O presidente Jair Bolsonaro nunca escondeu a admiração por Donald Trump, a ponto de protagonizar momentos de tietagem explícita. Um exemplo ocorreu em 2019, na Organização das Nações Unidas, quando Bolsonaro acabara de discursar e encontrou Trump no backstage, se preparando para falar à Assembleia Geral. “I love you” (“Eu te amo”), disse o brasileiro. “Nice to see you again” (“Que bom te ver novamente”), devolveu o americano.
Há semelhanças no comportamento e nos valores defendidos pelos dois políticos. Mas, quando olhamos alguns detalhes das trajetórias de ambos, podemos destacar outras simetrias, especialmente no que diz respeito ao que ocorreu durante e depois da pandemia.
A Covid-19 provocou uma mudança de atitude em diversos países. As pessoas se sentiram fragilizadas e receosas com a pandemia. Nos Estados Unidos e no Brasil, ambos presidentes se comportaram de uma forma questionável. No início, relativizando a importância do vírus. Depois, tomando medidas contraditórias no combate à contaminação. No caso do Brasil, Bolsonaro foi além de Trump: passou a criticar a vacina, incorporando o discurso de seus seguidores.
Os dois, durante o ano de 2020, não buscaram uma abordagem acolhedora, que confortasse aqueles que tinham perdido entes queridos ou que tinham medo de morrer. Pelo contrário. O tom das mensagens públicas sempre foi de confronto e de maior preocupação com a retomada da economia (algo totalmente compreensível, mas que pode ter soado como insensibilidade para determinadas pessoas).
Tanto Trump como Bolsonaro acreditavam que auxílios emergenciais iriam sensibilizar eleitores. Além disso, acharam que argumentos sobre a economia iriam suplantar questões relativas ao comportamento de cada um dos presidentes.
Em relação a Bolsonaro, as torneiras do dinheiro público foram abertas em direção aos mais necessitados, no afã de conquistar votos que sempre foram da concorrência. Mas a rejeição em torno de sua figura foi maior que os efeitos dos programas sociais e da aceleração da economia, que também reduziu o desemprego.
Conforme a eleição se aproximava, os dois candidatos à reeleição deram mais ênfase ao conservadorismo que o elegeu, colocando o discurso mais à direita. Nesses dois casos, a ideia foi fazer uma retomada da campanha anterior. Somente na reta final é que se tentou um tom mais moderado para tentar pegar parte do eleitorado de centro (no Brasil) e independente (nos Estados Unidos).
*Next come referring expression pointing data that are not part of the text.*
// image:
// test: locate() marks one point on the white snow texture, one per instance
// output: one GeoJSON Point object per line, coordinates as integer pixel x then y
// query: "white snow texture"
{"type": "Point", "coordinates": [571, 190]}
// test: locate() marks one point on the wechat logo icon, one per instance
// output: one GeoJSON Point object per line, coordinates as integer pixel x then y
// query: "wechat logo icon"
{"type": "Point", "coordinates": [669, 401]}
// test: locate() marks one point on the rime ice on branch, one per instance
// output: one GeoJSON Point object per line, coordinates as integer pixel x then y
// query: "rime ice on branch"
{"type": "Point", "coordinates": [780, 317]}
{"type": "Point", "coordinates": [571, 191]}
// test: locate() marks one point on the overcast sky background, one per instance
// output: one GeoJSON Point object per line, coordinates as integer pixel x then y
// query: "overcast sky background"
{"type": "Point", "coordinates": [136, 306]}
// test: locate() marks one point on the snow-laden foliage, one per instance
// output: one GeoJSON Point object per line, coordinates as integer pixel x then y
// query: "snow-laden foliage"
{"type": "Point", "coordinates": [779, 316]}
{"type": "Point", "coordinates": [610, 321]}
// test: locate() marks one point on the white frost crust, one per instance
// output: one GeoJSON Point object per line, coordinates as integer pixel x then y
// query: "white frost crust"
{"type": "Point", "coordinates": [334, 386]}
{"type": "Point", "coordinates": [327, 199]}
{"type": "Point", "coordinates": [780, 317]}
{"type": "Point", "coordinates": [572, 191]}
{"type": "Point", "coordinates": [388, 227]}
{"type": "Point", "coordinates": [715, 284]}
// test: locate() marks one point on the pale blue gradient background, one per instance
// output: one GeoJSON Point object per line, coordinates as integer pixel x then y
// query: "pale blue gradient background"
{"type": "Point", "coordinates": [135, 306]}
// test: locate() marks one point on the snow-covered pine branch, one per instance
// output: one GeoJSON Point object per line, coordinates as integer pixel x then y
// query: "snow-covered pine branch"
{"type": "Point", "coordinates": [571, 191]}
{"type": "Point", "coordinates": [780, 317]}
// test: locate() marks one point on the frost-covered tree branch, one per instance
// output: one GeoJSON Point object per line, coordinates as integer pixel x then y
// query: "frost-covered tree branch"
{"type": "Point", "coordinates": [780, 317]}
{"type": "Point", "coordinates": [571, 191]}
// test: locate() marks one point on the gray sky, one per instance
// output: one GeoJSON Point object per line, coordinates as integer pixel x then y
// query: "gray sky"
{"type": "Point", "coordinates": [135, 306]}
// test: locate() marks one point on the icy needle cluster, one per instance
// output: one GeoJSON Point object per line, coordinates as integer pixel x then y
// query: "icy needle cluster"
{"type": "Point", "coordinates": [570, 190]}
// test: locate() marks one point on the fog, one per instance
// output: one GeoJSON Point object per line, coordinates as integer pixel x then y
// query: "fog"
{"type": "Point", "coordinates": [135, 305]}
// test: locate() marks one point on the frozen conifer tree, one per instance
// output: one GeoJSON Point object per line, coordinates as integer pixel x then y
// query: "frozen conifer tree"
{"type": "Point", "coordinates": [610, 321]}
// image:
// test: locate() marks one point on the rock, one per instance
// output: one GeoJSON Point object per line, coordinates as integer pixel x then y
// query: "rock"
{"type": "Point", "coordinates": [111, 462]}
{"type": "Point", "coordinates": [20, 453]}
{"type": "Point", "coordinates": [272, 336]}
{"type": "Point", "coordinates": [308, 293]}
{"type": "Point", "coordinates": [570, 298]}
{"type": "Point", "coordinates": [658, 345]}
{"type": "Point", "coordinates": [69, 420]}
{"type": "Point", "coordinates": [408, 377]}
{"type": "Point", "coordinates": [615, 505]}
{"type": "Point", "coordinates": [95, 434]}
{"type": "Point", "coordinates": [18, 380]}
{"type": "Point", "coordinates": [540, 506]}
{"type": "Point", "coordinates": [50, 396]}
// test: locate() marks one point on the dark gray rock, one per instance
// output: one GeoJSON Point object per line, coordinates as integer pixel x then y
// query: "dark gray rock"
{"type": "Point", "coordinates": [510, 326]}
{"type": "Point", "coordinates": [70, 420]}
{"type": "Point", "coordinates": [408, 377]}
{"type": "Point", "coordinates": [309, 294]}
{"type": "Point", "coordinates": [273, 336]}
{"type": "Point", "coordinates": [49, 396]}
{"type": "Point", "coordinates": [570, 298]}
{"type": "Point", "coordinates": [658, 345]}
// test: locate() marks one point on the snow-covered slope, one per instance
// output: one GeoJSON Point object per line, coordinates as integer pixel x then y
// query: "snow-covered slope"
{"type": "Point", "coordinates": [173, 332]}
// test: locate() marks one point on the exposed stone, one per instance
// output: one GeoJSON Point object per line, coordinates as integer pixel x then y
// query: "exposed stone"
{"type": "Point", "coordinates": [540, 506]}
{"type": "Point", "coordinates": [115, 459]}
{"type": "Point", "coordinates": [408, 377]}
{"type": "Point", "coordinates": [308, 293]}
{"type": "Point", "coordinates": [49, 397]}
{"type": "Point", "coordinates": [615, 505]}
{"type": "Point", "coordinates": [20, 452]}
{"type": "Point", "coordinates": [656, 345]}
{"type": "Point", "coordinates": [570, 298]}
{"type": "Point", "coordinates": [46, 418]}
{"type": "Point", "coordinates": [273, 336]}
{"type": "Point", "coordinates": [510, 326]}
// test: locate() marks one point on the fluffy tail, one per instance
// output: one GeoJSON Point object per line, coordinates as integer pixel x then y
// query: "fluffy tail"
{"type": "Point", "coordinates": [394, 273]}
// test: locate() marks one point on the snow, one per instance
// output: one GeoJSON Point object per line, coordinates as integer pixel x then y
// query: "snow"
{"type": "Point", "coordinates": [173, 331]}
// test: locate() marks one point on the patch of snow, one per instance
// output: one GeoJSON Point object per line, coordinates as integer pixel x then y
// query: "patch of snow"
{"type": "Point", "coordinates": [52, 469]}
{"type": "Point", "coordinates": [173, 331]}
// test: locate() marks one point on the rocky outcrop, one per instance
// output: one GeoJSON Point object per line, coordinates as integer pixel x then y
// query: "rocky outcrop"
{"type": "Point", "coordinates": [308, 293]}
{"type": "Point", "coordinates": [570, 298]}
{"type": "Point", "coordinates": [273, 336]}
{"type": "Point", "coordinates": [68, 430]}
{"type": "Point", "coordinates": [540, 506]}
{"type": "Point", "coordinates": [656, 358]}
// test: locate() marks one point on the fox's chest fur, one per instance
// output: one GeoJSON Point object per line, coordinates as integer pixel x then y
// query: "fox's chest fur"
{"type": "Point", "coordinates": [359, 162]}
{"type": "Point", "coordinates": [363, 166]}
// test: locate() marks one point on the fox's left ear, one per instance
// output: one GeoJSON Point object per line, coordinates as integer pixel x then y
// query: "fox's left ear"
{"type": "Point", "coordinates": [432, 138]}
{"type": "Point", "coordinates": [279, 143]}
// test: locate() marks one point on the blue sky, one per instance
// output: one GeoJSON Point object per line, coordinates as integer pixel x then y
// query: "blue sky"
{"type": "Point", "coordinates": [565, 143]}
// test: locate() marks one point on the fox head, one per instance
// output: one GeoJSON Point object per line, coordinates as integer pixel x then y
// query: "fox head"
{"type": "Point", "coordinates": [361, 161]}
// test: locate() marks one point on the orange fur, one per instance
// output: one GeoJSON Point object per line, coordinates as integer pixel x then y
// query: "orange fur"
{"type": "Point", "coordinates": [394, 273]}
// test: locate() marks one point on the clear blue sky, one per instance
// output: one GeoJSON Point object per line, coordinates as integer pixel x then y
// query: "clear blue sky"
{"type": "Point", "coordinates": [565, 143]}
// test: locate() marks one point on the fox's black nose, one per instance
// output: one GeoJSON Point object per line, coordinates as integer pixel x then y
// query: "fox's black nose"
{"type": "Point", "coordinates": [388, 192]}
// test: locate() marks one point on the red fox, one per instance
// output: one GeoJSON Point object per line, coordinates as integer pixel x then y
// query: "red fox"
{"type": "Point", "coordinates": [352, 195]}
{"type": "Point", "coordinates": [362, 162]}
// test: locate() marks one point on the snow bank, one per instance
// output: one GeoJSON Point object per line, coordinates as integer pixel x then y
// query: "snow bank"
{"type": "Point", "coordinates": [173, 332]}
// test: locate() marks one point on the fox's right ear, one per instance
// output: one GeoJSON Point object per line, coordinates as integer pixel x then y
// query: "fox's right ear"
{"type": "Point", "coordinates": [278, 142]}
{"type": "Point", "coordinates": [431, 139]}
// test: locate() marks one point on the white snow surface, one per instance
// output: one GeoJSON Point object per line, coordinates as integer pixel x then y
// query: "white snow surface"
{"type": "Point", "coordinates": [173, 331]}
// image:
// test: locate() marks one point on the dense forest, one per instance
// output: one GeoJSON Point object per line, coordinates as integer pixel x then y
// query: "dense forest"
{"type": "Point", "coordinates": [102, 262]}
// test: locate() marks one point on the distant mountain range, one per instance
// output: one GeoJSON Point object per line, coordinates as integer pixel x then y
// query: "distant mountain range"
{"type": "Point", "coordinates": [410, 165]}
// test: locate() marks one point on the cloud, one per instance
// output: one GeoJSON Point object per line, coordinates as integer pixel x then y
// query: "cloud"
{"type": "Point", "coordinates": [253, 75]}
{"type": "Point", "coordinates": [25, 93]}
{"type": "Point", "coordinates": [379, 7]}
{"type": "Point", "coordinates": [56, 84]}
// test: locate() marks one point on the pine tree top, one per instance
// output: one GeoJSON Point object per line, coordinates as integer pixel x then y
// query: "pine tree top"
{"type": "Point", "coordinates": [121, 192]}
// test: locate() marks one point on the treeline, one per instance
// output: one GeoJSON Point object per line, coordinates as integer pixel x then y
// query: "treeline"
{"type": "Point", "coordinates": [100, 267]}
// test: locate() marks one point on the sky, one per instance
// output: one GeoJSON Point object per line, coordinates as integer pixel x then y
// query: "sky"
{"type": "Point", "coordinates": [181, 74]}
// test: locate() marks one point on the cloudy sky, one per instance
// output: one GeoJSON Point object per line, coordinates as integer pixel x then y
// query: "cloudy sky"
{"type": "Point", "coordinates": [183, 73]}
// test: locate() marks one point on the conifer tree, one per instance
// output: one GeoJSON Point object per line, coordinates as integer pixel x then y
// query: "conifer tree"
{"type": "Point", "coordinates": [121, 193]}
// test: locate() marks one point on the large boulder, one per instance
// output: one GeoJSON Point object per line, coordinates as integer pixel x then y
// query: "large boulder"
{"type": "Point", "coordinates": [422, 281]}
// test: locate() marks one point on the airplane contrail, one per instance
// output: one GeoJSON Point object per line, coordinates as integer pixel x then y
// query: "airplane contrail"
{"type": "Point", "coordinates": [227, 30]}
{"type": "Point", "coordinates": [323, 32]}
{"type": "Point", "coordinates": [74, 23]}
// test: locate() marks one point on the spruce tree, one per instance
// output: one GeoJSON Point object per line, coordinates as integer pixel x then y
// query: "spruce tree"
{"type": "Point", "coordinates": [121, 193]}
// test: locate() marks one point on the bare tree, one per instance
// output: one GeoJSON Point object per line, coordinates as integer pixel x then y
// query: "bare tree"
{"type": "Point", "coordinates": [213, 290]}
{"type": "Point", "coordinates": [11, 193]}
Aqui, é possível ver a influência dupla exercida pelo estrategista político Steve Bannon, especialmente junto aos filhos do presidente Bolsonaro.
Em ambos os casos, também, os candidatos foram derrotados com mais votos que receberam em suas eleições. Bolsonaro fechou esse pleito com 58,2 milhões de votos, 400 000 a mais que em 2018. Já Trump obteve 74,2 milhões de sufrágios em 2020, contra 62,9 milhões quatro anos antes (que se mimetizaram em 304 no Colégio Eleitoral). Só que Joe Biden conseguiu 81 milhões e cravou 306 delegados do colegiado.
Há, porém, uma diferença substancial entre os dois. Bolsonaro, como Trump, passou boa parte da campanha colocando em dúvida o sistema eleitoral e ficou falando em fraude antes mesmo da campanha começar. Mas, anunciado o resultado, o presidente brasileiro ficou calado. Já o americano instigou um grupo de fanáticos aloprados a invadir o Capitólio e forçar uma espécie de golpe de estado. Vamos ver se Bolsonaro continua quieto e começa a se diferenciar de seu ídolo a partir de agora – ou se ele irá se inspirar novamente no amigo americano. Torçamos para que ele continue do jeito que está e que a democracia prevaleça em nosso país.